忘れたい記憶を消してくれるという怪人「記憶屋」をめぐるライト・ホラー小説です。

大学生の遼一は、想いを寄せる先輩・杏子の夜道恐怖症を一緒に治そうとしていた。だが杏子は、忘れたい記憶を消してくれるという都市伝説の怪人「記憶屋」を探しに行き、トラウマと共に遼一のことも忘れてしまう。記憶屋など存在しないと思う遼一。しかし他にも不自然に記憶を失った人がいると知り、真相を探り始めるが…。記憶を消すことは悪なのか正義なのか?泣けるほど切ない、第22回日本ホラー小説大賞・読者賞受賞作。

主人公の遼一は先輩・杏子に自分の存在ごと忘れられてしまったショックから「記憶屋」の噂の追及に執念を燃やします。遼一はとにかく記憶を消すという行為が許せないんです。すごい執念です。どうも幼少期から記憶屋とは因縁があるようで、でもその記憶も断片的でもどかしい感覚の中であがきながら、記憶屋の正体を追っていきます。

どんな人にオススメ?

ホラー小説大賞受賞作でホラー文庫に収録されていますが、恐怖というより切ない系の青春ミステリーです。

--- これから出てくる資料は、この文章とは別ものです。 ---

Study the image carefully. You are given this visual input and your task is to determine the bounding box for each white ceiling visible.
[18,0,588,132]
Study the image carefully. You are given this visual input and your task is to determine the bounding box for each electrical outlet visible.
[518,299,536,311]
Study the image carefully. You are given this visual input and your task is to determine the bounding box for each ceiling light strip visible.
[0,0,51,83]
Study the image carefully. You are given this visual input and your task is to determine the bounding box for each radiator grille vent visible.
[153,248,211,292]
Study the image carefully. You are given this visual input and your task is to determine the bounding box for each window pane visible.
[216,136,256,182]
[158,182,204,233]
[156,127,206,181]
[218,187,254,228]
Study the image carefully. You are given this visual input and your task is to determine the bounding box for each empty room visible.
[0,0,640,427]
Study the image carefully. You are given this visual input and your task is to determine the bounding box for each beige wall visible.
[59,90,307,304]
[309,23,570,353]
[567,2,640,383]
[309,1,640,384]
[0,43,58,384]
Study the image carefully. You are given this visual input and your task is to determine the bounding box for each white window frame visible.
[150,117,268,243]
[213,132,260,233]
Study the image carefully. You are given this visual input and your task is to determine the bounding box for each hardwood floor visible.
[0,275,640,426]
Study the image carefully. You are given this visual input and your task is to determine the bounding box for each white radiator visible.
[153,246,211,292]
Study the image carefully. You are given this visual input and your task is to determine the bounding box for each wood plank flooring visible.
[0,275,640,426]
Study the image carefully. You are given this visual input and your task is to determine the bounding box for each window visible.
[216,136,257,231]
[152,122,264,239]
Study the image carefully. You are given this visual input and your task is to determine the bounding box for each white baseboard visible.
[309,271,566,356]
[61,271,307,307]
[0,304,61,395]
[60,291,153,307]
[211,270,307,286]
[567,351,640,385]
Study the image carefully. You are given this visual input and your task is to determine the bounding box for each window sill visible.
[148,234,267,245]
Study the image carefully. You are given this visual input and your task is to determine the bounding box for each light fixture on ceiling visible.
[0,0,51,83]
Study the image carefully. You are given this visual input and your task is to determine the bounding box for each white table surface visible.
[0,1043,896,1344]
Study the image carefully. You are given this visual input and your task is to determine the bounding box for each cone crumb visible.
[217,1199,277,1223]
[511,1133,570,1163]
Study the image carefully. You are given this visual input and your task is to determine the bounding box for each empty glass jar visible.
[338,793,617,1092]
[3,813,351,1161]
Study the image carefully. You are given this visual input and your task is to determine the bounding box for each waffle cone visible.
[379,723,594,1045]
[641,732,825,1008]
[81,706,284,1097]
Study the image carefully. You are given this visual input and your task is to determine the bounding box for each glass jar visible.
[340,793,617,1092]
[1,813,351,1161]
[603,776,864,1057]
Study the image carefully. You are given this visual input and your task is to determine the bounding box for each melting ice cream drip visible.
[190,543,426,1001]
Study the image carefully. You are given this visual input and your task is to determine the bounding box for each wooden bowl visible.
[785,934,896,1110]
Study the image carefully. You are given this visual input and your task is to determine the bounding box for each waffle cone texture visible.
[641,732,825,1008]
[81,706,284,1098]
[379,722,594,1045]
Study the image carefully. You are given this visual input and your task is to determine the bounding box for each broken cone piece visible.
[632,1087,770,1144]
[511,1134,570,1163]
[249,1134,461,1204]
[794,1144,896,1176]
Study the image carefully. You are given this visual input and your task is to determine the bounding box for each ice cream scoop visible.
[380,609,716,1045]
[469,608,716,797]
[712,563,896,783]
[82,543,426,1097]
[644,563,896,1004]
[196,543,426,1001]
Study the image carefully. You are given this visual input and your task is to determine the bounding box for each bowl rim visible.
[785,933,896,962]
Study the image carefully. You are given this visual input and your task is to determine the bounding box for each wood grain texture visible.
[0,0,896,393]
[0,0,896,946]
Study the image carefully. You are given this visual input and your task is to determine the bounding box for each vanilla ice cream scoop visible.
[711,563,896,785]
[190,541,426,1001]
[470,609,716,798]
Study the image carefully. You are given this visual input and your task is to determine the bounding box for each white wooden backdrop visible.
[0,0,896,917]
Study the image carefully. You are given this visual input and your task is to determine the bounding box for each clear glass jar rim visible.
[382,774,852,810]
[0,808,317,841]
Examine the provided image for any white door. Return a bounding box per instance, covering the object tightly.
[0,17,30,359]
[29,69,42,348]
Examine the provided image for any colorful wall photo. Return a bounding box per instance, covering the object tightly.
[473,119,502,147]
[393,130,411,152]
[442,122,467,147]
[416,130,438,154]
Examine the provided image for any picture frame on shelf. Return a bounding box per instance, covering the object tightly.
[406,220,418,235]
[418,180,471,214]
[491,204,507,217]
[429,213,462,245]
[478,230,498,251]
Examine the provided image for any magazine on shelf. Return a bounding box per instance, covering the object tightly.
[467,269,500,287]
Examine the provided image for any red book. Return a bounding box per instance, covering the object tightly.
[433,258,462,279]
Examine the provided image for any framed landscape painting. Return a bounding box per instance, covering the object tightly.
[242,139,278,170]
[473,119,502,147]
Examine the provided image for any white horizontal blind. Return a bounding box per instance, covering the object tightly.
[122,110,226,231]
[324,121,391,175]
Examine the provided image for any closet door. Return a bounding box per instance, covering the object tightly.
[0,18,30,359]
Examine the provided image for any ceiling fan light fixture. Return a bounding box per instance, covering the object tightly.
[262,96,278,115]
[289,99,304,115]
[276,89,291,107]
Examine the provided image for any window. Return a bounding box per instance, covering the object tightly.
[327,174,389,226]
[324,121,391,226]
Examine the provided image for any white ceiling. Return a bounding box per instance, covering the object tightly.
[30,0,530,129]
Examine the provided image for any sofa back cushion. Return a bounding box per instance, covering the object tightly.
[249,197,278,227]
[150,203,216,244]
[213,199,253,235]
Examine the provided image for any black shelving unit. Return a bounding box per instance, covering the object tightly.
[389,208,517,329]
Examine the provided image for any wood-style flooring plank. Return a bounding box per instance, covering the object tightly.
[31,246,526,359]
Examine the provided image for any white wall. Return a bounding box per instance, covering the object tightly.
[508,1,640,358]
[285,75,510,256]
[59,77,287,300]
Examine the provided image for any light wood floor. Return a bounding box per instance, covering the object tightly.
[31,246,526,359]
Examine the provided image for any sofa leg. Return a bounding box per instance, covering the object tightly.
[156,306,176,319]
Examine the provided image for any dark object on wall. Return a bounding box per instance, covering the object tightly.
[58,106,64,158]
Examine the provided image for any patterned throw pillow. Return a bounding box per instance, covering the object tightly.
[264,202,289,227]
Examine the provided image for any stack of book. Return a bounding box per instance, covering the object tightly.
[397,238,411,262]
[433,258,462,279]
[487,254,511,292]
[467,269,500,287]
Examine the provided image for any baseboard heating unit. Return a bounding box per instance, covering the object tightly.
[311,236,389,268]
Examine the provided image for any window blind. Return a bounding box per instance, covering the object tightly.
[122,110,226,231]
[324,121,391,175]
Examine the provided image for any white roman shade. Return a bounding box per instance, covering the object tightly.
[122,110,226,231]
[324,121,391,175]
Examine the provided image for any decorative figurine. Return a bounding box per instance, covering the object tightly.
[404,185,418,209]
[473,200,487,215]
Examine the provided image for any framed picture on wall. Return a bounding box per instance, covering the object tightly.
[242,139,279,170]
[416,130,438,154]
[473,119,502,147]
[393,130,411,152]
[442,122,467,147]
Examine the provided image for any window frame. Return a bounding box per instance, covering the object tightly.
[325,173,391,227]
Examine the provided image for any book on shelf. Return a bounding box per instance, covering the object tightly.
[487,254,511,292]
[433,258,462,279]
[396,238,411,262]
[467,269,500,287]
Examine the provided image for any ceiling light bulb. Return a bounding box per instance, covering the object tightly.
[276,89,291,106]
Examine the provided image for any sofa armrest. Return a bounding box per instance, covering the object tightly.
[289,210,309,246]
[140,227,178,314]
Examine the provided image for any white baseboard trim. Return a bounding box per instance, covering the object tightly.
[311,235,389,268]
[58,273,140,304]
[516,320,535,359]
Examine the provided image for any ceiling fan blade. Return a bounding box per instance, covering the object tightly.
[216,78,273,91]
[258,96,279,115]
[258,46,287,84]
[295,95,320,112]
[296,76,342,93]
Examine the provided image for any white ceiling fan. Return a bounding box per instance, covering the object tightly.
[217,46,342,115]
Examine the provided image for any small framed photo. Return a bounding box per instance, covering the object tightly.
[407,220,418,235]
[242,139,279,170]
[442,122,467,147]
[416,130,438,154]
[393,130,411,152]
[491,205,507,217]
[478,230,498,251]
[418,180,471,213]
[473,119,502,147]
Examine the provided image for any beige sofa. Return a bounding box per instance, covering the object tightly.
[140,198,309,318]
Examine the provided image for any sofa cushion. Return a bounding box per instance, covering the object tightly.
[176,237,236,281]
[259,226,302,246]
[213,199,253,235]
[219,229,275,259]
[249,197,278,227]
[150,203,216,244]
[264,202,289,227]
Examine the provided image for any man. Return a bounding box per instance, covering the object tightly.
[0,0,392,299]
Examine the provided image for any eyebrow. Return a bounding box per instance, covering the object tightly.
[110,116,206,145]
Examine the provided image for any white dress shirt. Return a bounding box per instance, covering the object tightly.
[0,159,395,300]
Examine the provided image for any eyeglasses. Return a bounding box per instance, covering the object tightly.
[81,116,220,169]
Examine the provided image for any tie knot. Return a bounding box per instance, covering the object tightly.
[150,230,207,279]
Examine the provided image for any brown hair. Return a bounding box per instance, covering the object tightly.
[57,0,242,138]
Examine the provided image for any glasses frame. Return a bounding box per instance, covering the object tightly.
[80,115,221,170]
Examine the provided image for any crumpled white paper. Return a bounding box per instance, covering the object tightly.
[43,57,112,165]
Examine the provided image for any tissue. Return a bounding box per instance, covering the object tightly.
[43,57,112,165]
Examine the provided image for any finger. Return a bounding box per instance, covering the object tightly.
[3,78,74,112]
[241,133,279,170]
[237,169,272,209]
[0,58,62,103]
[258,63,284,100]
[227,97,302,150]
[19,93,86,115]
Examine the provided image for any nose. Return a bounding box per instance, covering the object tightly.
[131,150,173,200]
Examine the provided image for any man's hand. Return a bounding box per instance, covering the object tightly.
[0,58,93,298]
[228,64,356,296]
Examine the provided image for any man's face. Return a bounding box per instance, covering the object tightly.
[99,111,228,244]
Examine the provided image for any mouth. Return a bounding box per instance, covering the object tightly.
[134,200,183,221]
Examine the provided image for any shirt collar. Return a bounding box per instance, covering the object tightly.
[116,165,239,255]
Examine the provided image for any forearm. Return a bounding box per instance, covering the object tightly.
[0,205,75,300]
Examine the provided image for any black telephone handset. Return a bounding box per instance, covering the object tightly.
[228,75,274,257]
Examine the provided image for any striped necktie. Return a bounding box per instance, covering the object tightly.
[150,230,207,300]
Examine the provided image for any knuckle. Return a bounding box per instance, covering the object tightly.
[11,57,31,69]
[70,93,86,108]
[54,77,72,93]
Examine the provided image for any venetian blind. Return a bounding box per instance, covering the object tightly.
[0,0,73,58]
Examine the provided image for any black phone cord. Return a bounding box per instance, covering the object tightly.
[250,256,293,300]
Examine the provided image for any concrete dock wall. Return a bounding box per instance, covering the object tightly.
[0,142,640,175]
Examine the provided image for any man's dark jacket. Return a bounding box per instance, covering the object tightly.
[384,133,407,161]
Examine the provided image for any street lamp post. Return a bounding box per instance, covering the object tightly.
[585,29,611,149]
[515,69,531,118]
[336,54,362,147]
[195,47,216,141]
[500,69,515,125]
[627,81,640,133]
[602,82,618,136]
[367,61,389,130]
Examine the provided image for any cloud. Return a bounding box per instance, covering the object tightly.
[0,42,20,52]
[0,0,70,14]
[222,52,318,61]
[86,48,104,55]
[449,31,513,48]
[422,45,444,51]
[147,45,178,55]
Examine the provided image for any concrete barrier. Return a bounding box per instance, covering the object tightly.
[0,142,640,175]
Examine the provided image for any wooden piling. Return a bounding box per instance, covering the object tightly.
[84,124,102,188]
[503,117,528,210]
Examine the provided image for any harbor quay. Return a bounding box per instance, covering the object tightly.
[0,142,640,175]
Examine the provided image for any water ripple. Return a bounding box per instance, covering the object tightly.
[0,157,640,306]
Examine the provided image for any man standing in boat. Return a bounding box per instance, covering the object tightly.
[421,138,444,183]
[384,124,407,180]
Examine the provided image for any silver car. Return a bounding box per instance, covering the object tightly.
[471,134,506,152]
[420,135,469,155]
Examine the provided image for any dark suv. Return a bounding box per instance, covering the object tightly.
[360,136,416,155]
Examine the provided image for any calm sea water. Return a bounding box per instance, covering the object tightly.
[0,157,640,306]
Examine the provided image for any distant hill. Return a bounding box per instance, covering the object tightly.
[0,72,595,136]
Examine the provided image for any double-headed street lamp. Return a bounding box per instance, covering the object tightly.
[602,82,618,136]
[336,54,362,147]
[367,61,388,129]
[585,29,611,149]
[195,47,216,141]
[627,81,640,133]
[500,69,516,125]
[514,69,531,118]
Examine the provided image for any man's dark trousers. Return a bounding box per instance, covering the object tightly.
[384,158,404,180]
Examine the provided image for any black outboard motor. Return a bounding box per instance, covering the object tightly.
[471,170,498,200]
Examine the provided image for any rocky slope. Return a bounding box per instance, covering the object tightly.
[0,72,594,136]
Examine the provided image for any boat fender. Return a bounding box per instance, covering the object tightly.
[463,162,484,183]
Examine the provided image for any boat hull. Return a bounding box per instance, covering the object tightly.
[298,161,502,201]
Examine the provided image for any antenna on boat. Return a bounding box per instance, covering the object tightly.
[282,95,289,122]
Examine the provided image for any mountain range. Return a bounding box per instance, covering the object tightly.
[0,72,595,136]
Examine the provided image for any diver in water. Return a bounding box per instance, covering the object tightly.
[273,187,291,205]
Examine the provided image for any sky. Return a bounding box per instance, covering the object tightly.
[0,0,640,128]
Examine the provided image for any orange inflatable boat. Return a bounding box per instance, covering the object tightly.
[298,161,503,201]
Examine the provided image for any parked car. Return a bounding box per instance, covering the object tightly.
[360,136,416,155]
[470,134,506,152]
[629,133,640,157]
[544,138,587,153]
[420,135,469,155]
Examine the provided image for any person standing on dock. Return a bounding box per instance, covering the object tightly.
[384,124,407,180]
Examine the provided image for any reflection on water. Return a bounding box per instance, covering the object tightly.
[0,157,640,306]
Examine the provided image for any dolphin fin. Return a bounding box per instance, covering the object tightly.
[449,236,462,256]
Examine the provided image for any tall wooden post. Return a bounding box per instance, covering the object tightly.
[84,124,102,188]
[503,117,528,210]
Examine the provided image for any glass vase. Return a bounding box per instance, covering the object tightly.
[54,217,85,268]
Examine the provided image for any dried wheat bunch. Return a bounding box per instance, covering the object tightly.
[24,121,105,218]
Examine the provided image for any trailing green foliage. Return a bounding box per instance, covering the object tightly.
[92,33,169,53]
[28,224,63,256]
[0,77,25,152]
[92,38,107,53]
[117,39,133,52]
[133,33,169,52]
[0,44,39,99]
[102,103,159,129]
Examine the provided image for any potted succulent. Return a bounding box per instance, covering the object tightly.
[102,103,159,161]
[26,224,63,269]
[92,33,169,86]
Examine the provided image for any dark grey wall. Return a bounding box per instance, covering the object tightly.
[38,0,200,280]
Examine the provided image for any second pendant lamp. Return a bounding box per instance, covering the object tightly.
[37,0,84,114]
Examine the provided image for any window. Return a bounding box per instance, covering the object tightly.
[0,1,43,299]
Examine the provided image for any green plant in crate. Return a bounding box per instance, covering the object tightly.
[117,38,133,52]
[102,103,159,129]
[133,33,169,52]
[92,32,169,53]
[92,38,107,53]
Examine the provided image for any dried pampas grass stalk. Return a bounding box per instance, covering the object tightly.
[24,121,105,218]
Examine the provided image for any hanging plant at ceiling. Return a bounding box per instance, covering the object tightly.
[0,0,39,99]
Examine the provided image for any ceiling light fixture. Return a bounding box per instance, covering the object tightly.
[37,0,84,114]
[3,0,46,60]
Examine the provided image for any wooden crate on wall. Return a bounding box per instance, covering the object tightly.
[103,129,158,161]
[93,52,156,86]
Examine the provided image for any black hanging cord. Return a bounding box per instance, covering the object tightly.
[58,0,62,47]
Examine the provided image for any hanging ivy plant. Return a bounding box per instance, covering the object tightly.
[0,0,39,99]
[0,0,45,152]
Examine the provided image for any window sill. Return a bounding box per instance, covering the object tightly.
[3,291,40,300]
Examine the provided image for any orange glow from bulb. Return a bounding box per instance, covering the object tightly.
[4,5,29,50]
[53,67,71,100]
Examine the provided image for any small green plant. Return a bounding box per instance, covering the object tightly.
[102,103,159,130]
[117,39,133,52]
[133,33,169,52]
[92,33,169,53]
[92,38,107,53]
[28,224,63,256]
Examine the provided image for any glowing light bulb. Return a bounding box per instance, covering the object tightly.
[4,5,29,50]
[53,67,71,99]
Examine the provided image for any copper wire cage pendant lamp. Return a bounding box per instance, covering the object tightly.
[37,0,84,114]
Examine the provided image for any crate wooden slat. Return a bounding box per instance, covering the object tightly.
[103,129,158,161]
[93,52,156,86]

すらすらと読めます。遼一パートの間に挟まれるエピソードによって多彩な人物模様が展開するので飽きません。そのエピソードのそれぞれがなかなかに切ないです! 記憶屋に記憶を消してもらいたい人々の事情や心情に考えさせられ、共感してしまったり、心動かされること必至です。

 

yonderumonの注目ポイント!

エピソードの一つに登場する高原弁護士! エリート弁護士で容姿秀麗ですが、ある秘密を抱え、しかしそれ以上に言動が奔放で魅力的!凄くいいキャラクターです! 高原弁護士をシリーズ化してほしいです!

そして主人公遼一と記憶屋との直接対決の行方は――? 意外な展開と、甘く切ない終わり方に強い余韻が残ります。

 

次に手にとるのはこんな本!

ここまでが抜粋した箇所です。